"OLALLA" (1887) by Robert Louis Stevenson
SOURCE: "Olalla" (1887) by Robert Louis Stevenson
DESCRIPTION:
"Her
great eyes opened wide, the pupils shrank into points; a veil seemed to fall
from her face, and leave it sharply expressive and yet inscrutable. And as I
still stood, marvelling a little at her disturbance, she came swiftly up to me,
and stooped and caught me by the hand; and the next moment my hand was at her
mouth, and she had bitten me to the bone. The pang of the bite, the sudden
spurting of blood, and the monstrous horror of the act, flashed through me all
in one, and I beat her back; and she sprang at me again and again, with bestial
cries, cries that I recognised, such cries as had awakened me on the night of
the high wind.
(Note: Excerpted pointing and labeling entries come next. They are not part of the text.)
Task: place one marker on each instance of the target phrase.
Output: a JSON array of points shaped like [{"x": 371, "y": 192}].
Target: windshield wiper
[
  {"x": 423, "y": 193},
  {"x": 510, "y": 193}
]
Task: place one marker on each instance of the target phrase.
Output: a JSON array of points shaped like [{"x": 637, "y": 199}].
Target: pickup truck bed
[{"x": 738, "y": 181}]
Her strength was like that of madness; mine was rapidly ebbing
with the loss of blood; my mind besides was whirling with the abhorrent
strangeness of the onslaught, and I was already forced against the wall, when
Olalla ran betwixt us, and Felipe, following at a bound, pinned down his mother
on the floor. "
PLOT:
A wounded English officer goes to Spain to recover.
He rents a resedencia from an empoverished but noble family. He meets the idiot
brother, Felipe, the babling mother and finally the beautiful sister, Olalla,
who he falls deeply in love with. Olalla feels for him but can never leave her
home because of the family curse (lycanthropy). The officer is taken from the
house when the mother savagely bites him on the arm. Weeks later he sees Olalla
again, but she tells him she must stay alone and suffer her family's curse as
Christ bore all men's sins.
WEREWOLF FACTS: There isn't
much in the way of real werewolfery but the insane mother howls likea wolf and
bites like one too. The narrator never worries that he has been bitten by a
werewolf and will become one too.
INTERESTING FACTS:
Quite possibly the most boring werewolf story ever.
The lycanthropy is hidden away and may not be anything more than insanity. The
only good scene is when Olalla's idiot mother savagely bites the narrator on the
wrist. Stevenson wasn't really interested in werewolves so much as he was ion
talking about evil, and its survival, and cure.